Ce livre est un livre de théorie politique. Il démontre l’obsolescence des pensées traditionnelles de la politique quand ils n’ont pas su abandonner l’impératif du productivisme. Leur espoir d’une croissance sans fin, en pleine hallucination consumériste en fait des logiciels périmés. Libéraux, sociaux-démocrates ou écologiste « d’accompagnement » sont également dépassés et dangereux. Ici l’écologie politique est nécessairement incompatible avec le capitalisme. La civilisation humaine butte sur le capitalisme comme sur une limite imprévue par les théories politiques du passé, inclues celles du socialisme. Mais elle est incontournable. Le livre reformule entièrement donc la « théorie de l’ère du peuple et de la révolution citoyenne » dont les fondements avaient été élaborés il y a plus de dix ans, en donnant à ces concepts leur contenu dans le contexte particulier de l’effondrement de l’écosystème.

C’est enfin et surtout un outil pour l’action. Le titre « Faites mieux ! » s’adresse à tous ceux qui ne se résignent pas au gâchis laissé par la génération d’après la guerre mondiale et veulent changer le monde. Il veut parler à tous ceux intéressés par la rencontre avec une vision globale du moment. Le livre formule une théorie politique et analyse une époque. Il dessine un nouveau collectivisme comme politique de l’entraide, une morale de la responsabilité et de la Vertu sans attente d’aucune récompense sinon le succès collectif qui en dépend. Pour finir, il étudie les conditions de la nouvelle géopolitique dans laquelle l’Humanité va devoir affronter le défi du changement écologique.

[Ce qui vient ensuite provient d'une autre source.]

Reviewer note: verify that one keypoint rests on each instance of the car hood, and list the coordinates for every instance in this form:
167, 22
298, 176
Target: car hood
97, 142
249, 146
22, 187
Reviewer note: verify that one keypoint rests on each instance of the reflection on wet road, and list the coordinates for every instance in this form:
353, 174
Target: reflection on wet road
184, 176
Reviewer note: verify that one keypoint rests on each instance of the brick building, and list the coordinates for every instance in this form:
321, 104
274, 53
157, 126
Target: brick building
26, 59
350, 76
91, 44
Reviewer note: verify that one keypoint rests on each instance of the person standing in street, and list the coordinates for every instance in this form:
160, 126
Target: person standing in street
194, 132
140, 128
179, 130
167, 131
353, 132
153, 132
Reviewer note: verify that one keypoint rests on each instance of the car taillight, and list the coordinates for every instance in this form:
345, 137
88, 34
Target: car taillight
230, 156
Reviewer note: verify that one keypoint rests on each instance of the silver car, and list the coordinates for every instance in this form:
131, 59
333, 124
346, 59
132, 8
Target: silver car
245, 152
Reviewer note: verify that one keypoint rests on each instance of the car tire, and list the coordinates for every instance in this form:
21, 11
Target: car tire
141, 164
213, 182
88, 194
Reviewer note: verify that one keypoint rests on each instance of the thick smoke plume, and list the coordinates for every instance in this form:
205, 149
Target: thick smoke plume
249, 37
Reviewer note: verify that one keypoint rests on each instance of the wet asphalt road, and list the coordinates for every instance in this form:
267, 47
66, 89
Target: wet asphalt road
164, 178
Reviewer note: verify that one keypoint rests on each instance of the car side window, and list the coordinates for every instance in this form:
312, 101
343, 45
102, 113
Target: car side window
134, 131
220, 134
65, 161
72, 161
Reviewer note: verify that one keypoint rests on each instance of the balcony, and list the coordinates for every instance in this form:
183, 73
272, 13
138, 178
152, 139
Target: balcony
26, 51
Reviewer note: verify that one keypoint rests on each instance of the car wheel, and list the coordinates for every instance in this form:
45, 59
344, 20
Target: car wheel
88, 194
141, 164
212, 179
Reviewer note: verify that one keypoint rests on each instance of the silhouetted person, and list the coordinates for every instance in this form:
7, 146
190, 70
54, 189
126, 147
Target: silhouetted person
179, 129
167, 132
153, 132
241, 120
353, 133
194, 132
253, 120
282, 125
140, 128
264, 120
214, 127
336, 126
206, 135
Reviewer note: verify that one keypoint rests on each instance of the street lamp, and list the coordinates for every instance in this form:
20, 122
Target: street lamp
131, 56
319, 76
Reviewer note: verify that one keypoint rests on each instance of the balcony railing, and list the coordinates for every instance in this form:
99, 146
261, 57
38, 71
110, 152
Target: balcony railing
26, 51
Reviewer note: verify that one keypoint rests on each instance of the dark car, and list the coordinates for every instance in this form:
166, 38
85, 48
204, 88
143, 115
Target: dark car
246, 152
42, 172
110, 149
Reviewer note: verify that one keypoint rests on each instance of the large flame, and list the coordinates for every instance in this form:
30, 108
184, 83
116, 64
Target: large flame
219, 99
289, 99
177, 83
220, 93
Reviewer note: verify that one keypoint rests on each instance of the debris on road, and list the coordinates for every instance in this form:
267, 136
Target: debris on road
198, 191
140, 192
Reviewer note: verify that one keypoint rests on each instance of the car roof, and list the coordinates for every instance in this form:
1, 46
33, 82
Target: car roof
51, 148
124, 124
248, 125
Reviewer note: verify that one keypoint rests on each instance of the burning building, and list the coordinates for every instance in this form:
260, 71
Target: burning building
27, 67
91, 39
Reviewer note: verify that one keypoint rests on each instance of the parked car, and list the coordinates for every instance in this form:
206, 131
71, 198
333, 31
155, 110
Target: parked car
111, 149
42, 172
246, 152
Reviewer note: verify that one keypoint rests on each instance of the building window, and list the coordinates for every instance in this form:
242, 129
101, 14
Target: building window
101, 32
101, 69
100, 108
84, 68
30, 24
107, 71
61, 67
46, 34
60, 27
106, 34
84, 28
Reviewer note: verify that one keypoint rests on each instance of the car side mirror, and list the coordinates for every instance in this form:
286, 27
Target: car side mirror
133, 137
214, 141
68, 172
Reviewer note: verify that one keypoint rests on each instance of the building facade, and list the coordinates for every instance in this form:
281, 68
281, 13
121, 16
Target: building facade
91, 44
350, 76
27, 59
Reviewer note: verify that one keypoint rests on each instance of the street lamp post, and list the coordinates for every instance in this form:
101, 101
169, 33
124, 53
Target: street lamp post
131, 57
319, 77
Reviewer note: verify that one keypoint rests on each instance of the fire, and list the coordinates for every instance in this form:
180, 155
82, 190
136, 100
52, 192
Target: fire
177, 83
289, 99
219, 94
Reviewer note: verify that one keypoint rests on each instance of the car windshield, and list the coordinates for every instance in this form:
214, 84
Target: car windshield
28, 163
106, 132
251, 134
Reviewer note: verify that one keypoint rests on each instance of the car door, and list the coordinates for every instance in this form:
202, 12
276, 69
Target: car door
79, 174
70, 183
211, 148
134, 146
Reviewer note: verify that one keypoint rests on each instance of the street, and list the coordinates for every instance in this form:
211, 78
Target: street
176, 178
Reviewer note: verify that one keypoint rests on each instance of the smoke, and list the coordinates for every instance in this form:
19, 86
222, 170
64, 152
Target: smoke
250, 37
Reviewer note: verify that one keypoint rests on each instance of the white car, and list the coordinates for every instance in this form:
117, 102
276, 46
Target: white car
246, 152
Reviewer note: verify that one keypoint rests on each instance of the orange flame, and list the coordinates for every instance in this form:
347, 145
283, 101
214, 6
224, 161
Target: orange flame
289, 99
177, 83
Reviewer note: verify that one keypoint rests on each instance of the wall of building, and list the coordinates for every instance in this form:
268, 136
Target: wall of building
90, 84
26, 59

Il plaide pour le renoncement à la volonté de puissance. Avec la fin de la domination des États-Unis sur le monde, il formule un plaidoyer documenté sur la façon de faire naître une diplomatie altermondialiste non alignée. L’ambition est d’aider à l’émergence d’un peuple humain. Il s’agit de le faire notamment par la stratégie des « causes communes ». Notamment à propos des nouveaux espaces d’expansion de l’humanité : la Mer et l’Espace. Ainsi le livre est clos par une réflexion sur les normes morales motivant l’action quand celle-ci semble devenue vaine. Il donne les conditions d’émergence d’un nouvel humanisme.

Je destine ce travail à la jeune génération en recherche d’un cadre global de pensée pour agir dans son temps. Mais aussi à tous ceux qui ont envie de partager une expérience intellectuelle revigorante : comprendre à partir d’un point de vue et confronter celui-ci à l’épreuve des faits. Soit pour corriger la théorie, la compléter soit pour la démentir.